Our mom died when I was eleven, Jada fourteen. Mom was pregnant and died from an ectopic pregnancy. It was hard on all of us, but Jada seemed to pick up the pieces faster than I did.
Dad had done his best to keep things from falling apart. His secretary at his realtor office, Alice, came to the house a few days a week to help out. Alice was great and did our laundry, made cookies, and tried to talk to us the best she could. But our mom was perfect and, as much as I loved Alice, she always seemed like a fill-in. I remember watching her mill around Mom’s kitchen one afternoon a few months after the funeral, Jada sitting at the table peeling an orange. Alice was making plans to take her to a play she wanted to see.
I sat and sketched on a notepad, drawing little doodles of arrows, and felt so utterly alone. I just wanted to scream that everything was wrong, pound my fists on the table and yell at Alice to get out! To stop touching all my mom’s things. Every item she moved made things a bit farther from the way Mom had left them. It destroyed me, but I felt trapped. I didn’t know what to say.
When I tried to bring it up to Jada later, she shushed me. She told me that I didn’t need to be so hateful and that we were all doing the best we could. That we were in it together.
Over the next few years, I mastered the art of being “in it together,” yet being absolutely alone.
I realized that saying how miserable I was only made Jada more miserable, too. So I learned to keep my mouth shut and deal, to not spread the pain. Let happy people be happy—why ruin that?
It was a life lesson I learned way too early. Pick your heart up off the floor when it was smashed, put it back together as best you could, and paste on a smile. You could be a mess on the inside but still look put together on the outside. As long as things looked okay, everything was fine. Smoke and mirrors wasn’t just acceptable, it was preferred.
Sad but true.
The sunlight streamed through the windows of Jada’s bedroom and I turned to look at my sister. The light made her even more radiant.
“I didn’t go through it or anything,” she said. “As soon as I saw the cassette tapes, I knew it was yours so I closed it back up.”
I released a heavy breath and walked to the window looking over the base of the mountain. Cane Alexander, Jada’s husband, had positioned their bedroom for optimum viewing pleasure. They could literally lie in bed and watch the lights twinkle below. He hadn’t missed a single detail, which was a testament to how much he loved my sister. Cane typically did things with wider brush strokes. But when it came to Jada, his attention to detail was relentless.

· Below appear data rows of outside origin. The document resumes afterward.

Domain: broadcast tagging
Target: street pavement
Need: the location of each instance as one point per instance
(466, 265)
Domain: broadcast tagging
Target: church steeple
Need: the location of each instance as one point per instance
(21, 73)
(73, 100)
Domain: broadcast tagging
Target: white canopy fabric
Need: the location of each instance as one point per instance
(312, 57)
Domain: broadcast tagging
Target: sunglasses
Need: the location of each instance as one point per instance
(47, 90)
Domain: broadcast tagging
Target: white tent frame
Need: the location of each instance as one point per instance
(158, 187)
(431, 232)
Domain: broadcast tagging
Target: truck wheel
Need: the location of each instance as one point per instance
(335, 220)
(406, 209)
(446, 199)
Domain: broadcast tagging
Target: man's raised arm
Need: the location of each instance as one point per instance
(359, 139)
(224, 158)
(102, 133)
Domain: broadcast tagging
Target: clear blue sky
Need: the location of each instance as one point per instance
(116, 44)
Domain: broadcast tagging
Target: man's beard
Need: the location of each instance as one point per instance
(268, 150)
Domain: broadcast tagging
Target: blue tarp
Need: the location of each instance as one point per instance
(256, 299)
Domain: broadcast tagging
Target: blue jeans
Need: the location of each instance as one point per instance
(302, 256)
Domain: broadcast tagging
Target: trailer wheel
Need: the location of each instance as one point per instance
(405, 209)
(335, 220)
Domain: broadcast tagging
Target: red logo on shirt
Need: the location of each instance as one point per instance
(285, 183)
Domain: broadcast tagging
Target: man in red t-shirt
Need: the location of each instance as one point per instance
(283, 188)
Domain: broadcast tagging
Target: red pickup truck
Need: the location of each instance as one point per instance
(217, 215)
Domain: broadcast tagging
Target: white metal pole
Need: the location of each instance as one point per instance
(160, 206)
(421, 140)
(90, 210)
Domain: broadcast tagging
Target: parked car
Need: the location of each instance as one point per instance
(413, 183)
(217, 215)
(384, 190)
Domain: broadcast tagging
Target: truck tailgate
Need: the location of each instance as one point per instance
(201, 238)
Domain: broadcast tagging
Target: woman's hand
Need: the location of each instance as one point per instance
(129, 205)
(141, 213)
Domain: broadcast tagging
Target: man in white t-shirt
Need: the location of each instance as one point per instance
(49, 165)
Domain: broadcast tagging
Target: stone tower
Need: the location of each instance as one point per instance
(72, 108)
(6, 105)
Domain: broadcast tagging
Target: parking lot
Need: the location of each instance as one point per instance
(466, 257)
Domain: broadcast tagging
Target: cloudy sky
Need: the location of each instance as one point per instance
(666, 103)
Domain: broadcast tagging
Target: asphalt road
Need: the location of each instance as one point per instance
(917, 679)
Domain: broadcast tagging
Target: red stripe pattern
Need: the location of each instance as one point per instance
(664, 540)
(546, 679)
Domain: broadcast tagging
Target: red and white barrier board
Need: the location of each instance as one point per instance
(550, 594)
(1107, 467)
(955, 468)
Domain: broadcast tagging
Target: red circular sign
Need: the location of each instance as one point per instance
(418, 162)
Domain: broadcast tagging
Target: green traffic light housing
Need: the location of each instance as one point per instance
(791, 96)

The thought of Cane being so caring and considerate to Jada was endearing. When I met him originally, he was the ultimate bad boy. I had been at Max’s house one night and Cane had swung by. He had given me a smirk and made more vulgar comments about his evening than I cared to remember. He was the opposite of Max in so many ways. Although Max’s moves in the sheets outdid the tales Cane was telling, Max would never say that. Not in front of me, anyway. He was too thoughtful, too sweet. Cane, on the other hand, was giving us a play-by-play.
Max really liked Cane and there was something about their interaction that night that cut through Cane’s vulgarity, something that gave me a clue that there was more to Cane Alexander than the man whore he portrayed himself to be. That’s the only reason I didn’t object to him meeting my sister when she returned to Arizona after her divorce. If Max trusted him, I trusted him, and obviously it was the right choice. Cane had become the best husband I could ever imagine for my sister.
“Thanks for not throwing this out,” I laughed nervously, tucking the box under my arm.
I turned to watch Jada struggle to get off the bed. Her belly had begun to pop, swelling with the growing baby inside. She put a hand on the bed and the other on her stomach and slowly got to her feet.
“You okay?” Jada asked me, rubbing her belly.
I smiled, walking to her and rubbing it, too. “I am. I’m excited to meet the little jellybean.”
“I’m so excited, Kari,” she confessed. “I mean, I have quite a bit of time left, but I’m already sad thinking about it being over. It’s just that once you find out you’re pregnant, everything changes. Silly, I know, but it’s true.”
“It’s not silly,” I said weakly, feeling a lump form in my throat. “You were made to be a mom.”
“Well, I don’t know about that.”
“I do.” I heard Max and Cane in the other room and figured Max was about ready to leave. I knew he had to work the next day and he’d want to get home before it got too late. “I think we should probably get going, but I’ll be by later this week. I found some of your things when I was cleaning your old room yesterday. I’ll bring them with me.”